The best databases offer benefits beyond simple speed, however. Exploring multiple connections in the data can lead to a unique synthesis of knowledge. For example, a large, multi-national team of scientists recently used the data available in the Cancer Genome Atlas (TCGA; http://cancergenome.nih.gov/), which houses multidimensional molecular cancer data. The team found that the molecular etiology of glioblastoma, the most aggressive kind of brain tumor, was characterized by a combination of factors: gene mutations, copy number changes, epigenetic silencing, and expression alterations. The work was published in Nature in September 2008. “If you could only look at one dimension of that data, and didn’t have the other data accessible in electronic resources, you’d never be able to see this,” Buetow says. “The conclusions are an emergent property of being able to see all the pieces together.”

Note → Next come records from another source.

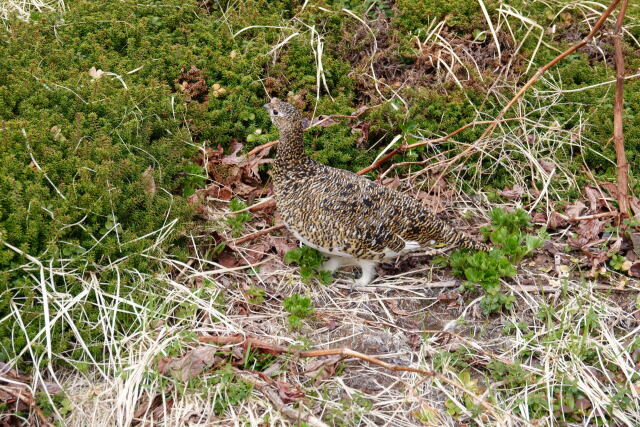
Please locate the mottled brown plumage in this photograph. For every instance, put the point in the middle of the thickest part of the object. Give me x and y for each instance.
(344, 215)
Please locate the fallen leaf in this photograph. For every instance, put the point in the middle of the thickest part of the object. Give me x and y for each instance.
(582, 404)
(282, 244)
(148, 182)
(556, 220)
(635, 241)
(321, 121)
(393, 305)
(322, 368)
(289, 393)
(590, 229)
(547, 165)
(634, 269)
(593, 195)
(191, 364)
(232, 158)
(575, 209)
(539, 218)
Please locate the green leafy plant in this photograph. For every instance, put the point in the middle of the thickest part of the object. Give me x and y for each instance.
(310, 262)
(506, 232)
(238, 220)
(617, 261)
(299, 307)
(195, 178)
(487, 268)
(468, 383)
(255, 295)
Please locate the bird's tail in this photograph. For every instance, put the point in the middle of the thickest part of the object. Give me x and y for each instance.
(441, 231)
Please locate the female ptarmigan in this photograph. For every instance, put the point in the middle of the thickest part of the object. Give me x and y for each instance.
(344, 215)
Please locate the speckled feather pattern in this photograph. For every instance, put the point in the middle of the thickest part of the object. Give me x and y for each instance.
(344, 214)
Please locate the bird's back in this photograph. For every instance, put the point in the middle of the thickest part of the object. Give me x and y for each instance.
(342, 213)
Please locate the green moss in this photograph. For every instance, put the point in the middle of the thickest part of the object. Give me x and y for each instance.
(463, 16)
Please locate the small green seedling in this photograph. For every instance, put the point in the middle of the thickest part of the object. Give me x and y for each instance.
(299, 307)
(487, 268)
(195, 178)
(238, 220)
(310, 262)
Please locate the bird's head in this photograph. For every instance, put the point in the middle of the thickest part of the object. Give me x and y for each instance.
(283, 115)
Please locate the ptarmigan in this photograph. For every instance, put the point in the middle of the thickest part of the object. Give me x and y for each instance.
(351, 219)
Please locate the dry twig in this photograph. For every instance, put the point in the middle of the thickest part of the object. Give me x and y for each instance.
(28, 400)
(251, 342)
(618, 135)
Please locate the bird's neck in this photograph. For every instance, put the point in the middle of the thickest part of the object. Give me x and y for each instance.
(291, 145)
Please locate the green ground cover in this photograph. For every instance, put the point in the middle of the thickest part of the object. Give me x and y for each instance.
(102, 126)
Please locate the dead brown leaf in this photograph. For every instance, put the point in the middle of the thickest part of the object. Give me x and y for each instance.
(556, 220)
(148, 182)
(634, 270)
(590, 229)
(232, 158)
(393, 305)
(513, 193)
(593, 195)
(322, 368)
(191, 364)
(547, 165)
(575, 209)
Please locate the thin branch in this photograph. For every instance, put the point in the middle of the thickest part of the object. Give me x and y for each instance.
(273, 396)
(257, 234)
(618, 134)
(404, 148)
(532, 80)
(253, 343)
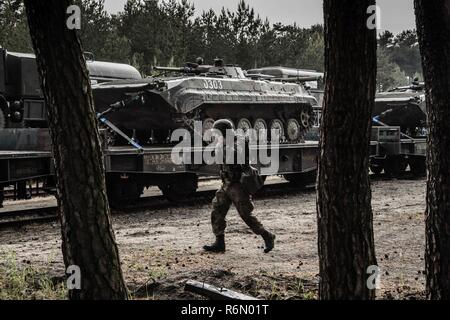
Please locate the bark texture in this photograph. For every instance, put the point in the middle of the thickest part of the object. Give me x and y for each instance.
(345, 221)
(433, 27)
(88, 238)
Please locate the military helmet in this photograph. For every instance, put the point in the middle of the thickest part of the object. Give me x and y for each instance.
(223, 125)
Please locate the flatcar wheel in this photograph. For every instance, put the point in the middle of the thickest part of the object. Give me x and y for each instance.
(260, 127)
(293, 130)
(123, 191)
(244, 124)
(376, 169)
(207, 124)
(277, 128)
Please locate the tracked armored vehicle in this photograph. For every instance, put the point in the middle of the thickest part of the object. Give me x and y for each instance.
(196, 92)
(403, 107)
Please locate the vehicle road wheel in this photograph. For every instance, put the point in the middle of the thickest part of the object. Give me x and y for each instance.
(302, 180)
(293, 130)
(244, 124)
(260, 126)
(305, 119)
(277, 125)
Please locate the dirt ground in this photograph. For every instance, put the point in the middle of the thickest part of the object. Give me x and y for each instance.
(161, 249)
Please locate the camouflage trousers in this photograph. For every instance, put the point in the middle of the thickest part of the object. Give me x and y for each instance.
(234, 194)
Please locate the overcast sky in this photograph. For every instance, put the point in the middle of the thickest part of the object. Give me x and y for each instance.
(396, 15)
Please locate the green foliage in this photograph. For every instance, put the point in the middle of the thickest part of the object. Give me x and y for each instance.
(403, 50)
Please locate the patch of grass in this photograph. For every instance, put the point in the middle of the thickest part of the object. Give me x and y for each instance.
(27, 282)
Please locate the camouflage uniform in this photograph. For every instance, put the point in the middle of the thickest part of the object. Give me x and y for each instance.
(233, 192)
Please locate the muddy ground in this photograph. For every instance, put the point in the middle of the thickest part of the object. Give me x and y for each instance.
(161, 249)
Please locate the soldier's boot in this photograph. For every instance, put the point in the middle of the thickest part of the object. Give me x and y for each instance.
(269, 240)
(218, 246)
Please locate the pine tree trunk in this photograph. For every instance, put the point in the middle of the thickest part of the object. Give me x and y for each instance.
(433, 26)
(345, 220)
(88, 238)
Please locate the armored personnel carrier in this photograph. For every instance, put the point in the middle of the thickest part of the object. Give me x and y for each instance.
(404, 107)
(196, 92)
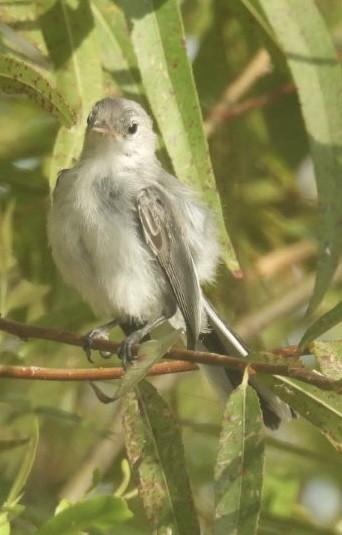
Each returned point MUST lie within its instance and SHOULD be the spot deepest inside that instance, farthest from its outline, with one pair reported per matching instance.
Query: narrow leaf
(150, 353)
(101, 513)
(324, 323)
(159, 43)
(323, 409)
(155, 452)
(329, 356)
(312, 59)
(239, 466)
(71, 38)
(117, 50)
(26, 466)
(5, 528)
(69, 31)
(19, 78)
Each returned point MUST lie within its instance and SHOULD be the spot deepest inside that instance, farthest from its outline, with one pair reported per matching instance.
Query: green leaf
(275, 525)
(324, 323)
(71, 38)
(26, 466)
(69, 31)
(117, 50)
(17, 77)
(239, 465)
(5, 528)
(102, 513)
(66, 149)
(322, 408)
(159, 43)
(329, 356)
(150, 353)
(155, 452)
(21, 32)
(312, 59)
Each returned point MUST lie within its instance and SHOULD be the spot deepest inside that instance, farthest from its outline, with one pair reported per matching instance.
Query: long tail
(222, 339)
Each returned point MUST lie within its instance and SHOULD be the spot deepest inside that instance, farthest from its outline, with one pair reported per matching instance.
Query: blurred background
(264, 173)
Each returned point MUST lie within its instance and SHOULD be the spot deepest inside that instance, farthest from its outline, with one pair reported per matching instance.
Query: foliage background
(264, 176)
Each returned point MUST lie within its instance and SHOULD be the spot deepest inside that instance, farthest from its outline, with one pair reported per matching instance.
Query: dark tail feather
(222, 339)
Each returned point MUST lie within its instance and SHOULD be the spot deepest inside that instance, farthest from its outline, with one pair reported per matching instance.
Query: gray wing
(163, 234)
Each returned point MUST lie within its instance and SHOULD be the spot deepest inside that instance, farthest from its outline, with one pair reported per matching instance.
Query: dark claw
(89, 340)
(125, 351)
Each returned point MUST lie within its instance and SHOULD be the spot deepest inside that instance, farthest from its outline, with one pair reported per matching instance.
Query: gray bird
(137, 244)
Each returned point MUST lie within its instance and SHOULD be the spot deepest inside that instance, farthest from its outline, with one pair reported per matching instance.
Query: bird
(138, 244)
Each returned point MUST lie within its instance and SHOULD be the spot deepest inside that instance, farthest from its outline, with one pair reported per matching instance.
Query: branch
(183, 360)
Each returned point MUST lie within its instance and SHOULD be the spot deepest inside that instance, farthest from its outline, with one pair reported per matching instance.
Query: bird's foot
(99, 333)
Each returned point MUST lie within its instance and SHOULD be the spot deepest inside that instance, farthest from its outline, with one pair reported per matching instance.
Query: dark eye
(89, 118)
(133, 128)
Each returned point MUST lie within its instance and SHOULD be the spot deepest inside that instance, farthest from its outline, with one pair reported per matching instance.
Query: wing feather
(163, 234)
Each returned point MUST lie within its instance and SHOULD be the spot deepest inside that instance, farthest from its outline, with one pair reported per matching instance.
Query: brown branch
(259, 66)
(184, 360)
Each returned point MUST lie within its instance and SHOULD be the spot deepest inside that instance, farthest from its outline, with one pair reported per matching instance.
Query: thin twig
(259, 66)
(185, 360)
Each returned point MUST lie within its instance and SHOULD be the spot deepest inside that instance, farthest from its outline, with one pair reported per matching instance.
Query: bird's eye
(133, 127)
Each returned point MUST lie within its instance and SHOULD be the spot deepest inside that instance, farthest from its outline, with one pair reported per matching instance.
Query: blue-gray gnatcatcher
(137, 244)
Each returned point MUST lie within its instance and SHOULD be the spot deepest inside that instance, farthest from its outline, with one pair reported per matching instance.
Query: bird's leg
(125, 350)
(100, 332)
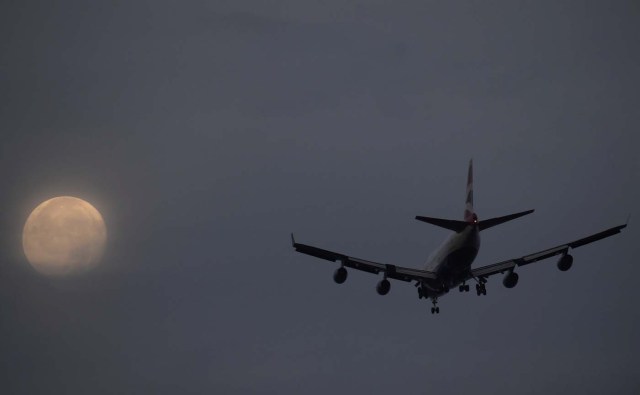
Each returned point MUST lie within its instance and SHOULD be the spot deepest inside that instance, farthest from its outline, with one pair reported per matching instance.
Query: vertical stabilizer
(468, 210)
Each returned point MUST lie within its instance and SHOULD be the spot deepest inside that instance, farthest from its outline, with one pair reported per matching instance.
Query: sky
(205, 132)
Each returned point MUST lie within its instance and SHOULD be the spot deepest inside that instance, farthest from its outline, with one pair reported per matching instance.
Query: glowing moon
(64, 235)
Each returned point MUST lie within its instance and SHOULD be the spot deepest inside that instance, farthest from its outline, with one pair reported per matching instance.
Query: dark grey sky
(206, 131)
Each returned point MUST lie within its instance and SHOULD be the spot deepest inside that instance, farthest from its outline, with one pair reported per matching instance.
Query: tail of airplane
(468, 210)
(470, 217)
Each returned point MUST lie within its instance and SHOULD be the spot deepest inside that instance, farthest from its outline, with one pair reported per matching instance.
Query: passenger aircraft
(450, 265)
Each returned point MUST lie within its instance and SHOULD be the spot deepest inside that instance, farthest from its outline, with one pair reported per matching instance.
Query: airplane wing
(390, 271)
(501, 267)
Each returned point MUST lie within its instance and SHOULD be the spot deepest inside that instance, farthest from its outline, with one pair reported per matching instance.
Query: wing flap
(501, 267)
(391, 271)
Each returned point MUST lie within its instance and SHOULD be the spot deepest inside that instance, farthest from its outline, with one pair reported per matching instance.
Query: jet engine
(510, 280)
(340, 275)
(383, 287)
(565, 262)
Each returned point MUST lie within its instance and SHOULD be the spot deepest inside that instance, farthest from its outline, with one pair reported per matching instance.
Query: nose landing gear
(435, 309)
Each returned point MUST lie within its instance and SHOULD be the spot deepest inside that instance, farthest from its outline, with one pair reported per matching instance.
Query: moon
(64, 235)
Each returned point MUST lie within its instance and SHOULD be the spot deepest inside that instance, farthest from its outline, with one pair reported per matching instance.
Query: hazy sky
(206, 131)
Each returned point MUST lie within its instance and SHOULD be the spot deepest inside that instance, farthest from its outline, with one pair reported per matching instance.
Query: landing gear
(435, 309)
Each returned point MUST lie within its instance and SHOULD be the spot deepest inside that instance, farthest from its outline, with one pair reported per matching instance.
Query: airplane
(450, 265)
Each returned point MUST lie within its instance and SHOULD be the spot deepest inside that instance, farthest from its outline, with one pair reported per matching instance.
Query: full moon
(64, 235)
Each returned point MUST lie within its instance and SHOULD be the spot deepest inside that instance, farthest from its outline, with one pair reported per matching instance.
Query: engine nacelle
(510, 280)
(383, 287)
(565, 262)
(340, 275)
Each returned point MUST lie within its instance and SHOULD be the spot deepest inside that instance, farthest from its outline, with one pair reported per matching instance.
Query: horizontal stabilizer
(451, 224)
(488, 223)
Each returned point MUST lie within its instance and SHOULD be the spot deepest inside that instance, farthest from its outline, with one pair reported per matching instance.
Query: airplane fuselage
(452, 261)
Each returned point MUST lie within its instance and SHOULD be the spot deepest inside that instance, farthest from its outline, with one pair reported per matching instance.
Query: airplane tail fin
(468, 210)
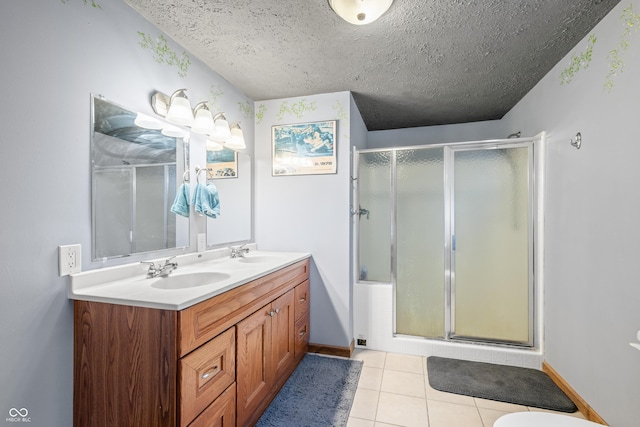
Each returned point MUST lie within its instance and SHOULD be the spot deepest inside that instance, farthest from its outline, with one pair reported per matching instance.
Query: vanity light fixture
(179, 111)
(221, 132)
(174, 131)
(203, 122)
(147, 122)
(360, 12)
(213, 146)
(236, 141)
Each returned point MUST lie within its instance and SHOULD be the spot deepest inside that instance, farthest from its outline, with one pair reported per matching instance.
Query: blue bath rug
(511, 384)
(319, 393)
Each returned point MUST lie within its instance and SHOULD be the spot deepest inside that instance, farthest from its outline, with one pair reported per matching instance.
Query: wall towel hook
(577, 142)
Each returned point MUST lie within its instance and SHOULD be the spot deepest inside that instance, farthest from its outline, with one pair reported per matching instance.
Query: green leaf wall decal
(631, 22)
(163, 54)
(578, 62)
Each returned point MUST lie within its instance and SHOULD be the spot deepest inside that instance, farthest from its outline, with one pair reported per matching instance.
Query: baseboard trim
(582, 405)
(332, 350)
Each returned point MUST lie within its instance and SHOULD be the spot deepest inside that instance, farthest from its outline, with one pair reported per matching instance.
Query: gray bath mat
(522, 386)
(319, 393)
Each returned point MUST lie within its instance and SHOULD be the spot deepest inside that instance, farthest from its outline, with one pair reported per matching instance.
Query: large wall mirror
(230, 172)
(136, 169)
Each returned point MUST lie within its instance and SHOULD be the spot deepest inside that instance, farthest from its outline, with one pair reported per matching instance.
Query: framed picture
(304, 149)
(222, 164)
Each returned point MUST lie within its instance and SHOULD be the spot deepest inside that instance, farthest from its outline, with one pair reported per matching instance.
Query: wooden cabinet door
(254, 373)
(221, 413)
(282, 335)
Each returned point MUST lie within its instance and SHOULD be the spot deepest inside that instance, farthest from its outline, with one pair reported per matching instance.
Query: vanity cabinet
(219, 362)
(266, 349)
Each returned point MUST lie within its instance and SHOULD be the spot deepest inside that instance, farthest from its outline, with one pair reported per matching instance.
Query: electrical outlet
(202, 242)
(69, 259)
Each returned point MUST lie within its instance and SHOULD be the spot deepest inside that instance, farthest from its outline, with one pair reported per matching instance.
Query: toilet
(541, 419)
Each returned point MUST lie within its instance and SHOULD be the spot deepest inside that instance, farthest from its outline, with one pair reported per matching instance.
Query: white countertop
(128, 284)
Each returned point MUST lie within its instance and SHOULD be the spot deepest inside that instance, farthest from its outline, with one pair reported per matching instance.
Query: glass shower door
(420, 229)
(491, 245)
(374, 216)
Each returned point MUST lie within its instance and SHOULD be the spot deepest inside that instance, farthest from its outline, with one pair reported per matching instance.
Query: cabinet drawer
(221, 413)
(301, 299)
(301, 336)
(203, 321)
(205, 373)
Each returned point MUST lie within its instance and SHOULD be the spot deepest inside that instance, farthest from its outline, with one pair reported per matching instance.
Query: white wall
(475, 131)
(592, 295)
(310, 213)
(54, 55)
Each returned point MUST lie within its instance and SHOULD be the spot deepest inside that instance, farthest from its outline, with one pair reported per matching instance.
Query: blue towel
(206, 200)
(181, 203)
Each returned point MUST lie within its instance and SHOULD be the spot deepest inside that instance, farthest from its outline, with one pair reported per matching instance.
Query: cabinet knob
(209, 373)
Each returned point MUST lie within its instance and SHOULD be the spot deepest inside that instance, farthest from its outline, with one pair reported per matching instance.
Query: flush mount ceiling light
(360, 12)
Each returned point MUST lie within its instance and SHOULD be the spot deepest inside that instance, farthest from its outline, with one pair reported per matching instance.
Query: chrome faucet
(163, 271)
(239, 251)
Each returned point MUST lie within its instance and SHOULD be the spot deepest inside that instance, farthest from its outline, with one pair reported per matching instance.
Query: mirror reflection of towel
(206, 200)
(181, 203)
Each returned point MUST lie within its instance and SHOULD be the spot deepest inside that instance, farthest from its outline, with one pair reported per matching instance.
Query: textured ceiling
(425, 62)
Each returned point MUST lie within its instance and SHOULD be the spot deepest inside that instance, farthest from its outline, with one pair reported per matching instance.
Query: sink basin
(257, 259)
(192, 280)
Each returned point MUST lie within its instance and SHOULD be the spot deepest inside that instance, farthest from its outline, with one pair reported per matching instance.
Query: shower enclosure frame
(449, 150)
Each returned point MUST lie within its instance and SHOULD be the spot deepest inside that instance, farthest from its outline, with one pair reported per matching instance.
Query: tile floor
(394, 391)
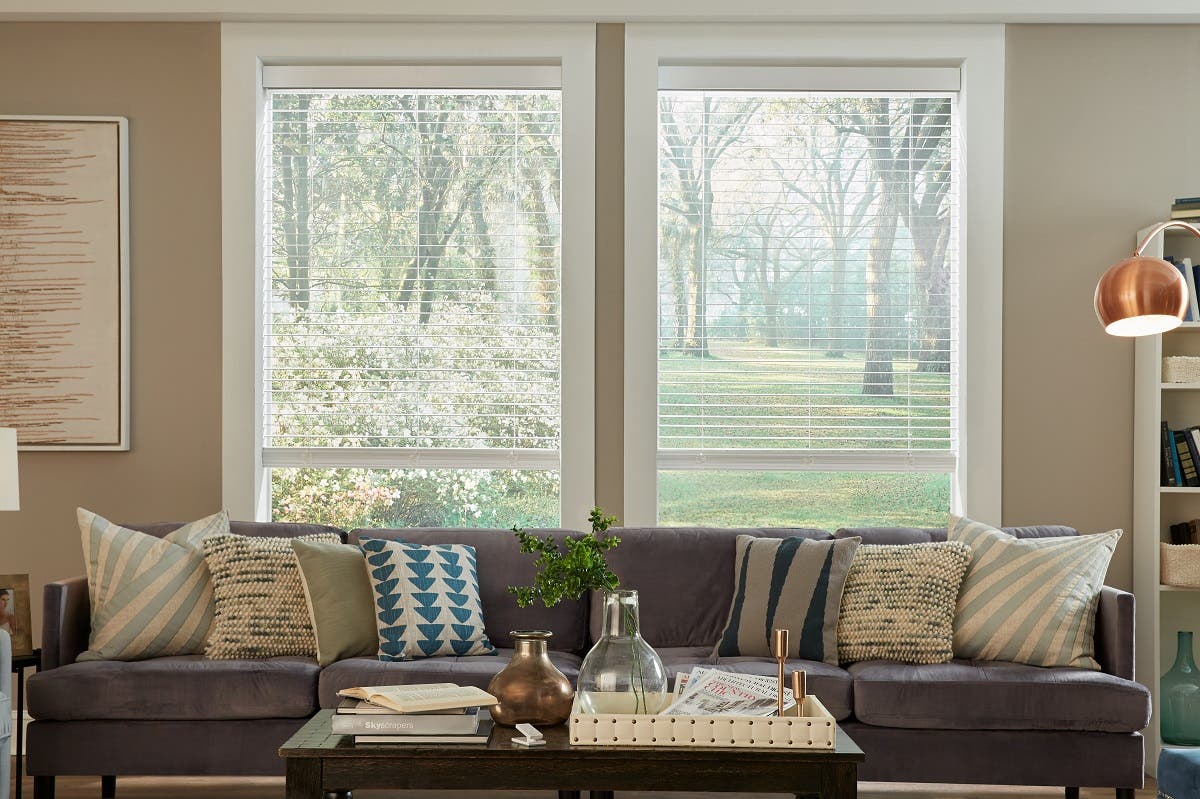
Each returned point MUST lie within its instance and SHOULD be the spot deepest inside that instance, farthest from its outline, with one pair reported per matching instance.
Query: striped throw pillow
(1030, 600)
(150, 596)
(792, 584)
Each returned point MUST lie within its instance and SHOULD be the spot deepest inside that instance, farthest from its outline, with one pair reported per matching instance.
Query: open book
(418, 698)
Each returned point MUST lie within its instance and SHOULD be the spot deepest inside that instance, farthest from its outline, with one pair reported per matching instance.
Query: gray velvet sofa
(971, 722)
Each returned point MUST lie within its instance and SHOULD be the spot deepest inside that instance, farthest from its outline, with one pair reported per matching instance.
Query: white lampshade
(10, 494)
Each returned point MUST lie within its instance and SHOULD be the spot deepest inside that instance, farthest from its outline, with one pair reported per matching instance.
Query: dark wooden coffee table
(318, 762)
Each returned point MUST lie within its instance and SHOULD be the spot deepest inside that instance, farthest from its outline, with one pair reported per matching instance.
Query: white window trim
(245, 50)
(978, 52)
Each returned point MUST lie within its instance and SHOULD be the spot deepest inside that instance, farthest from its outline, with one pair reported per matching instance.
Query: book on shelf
(1188, 473)
(480, 737)
(363, 708)
(1167, 468)
(420, 698)
(400, 724)
(1187, 271)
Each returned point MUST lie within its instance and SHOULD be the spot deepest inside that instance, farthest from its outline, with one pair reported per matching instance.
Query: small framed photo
(15, 612)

In some cases, databases can upend the typical research cycle. “A lot of times, a scientist starts with a question, then collects data and answers the question,” Butte says. “But now we can start with public data. Then we figure out a new, useful, and valuable question we can ask and answer. And a completely different question can be asked of the data when it’s put together, beyond the initial question asked. It’s a shift in the scientific method.”
For example, in research currently under publication review, Butte and his team integrated and analyzed publicly available data in the NCBI Gene Expression Omnibus (. nlm.nih.gov/geo/) and the Unified Medical Language System (. nlm.nih.gov/research/umls/) to discover a genetic similarity between Duchenne muscular dystrophy and heart attacks. This finding might have clinical value, he says, because while there are no drugs currently developed to treat muscular dystrophy, there are several available to treat heart attacks. If the pathways are similar, the heart attack drugs might be helpful in treating muscular dystrophy. And the conclusions were reached by mining publicly available data.
Databases can also divert where researchers devote their efforts. “Public data collections free us from the need to recreate them many times over,” Moody says, “and that means that priorities shift to favor collecting novel types of data, making better use of scarce resources rather than replicating existing databases.” Collections can be expanded in ways that balance depth and breadth, he says. “For example, researchers can collect data from populations complementary to those already well-represented, gather multidimensional data sets that can lead to insights about relationships among variables, or else make use of existing data in novel ways.”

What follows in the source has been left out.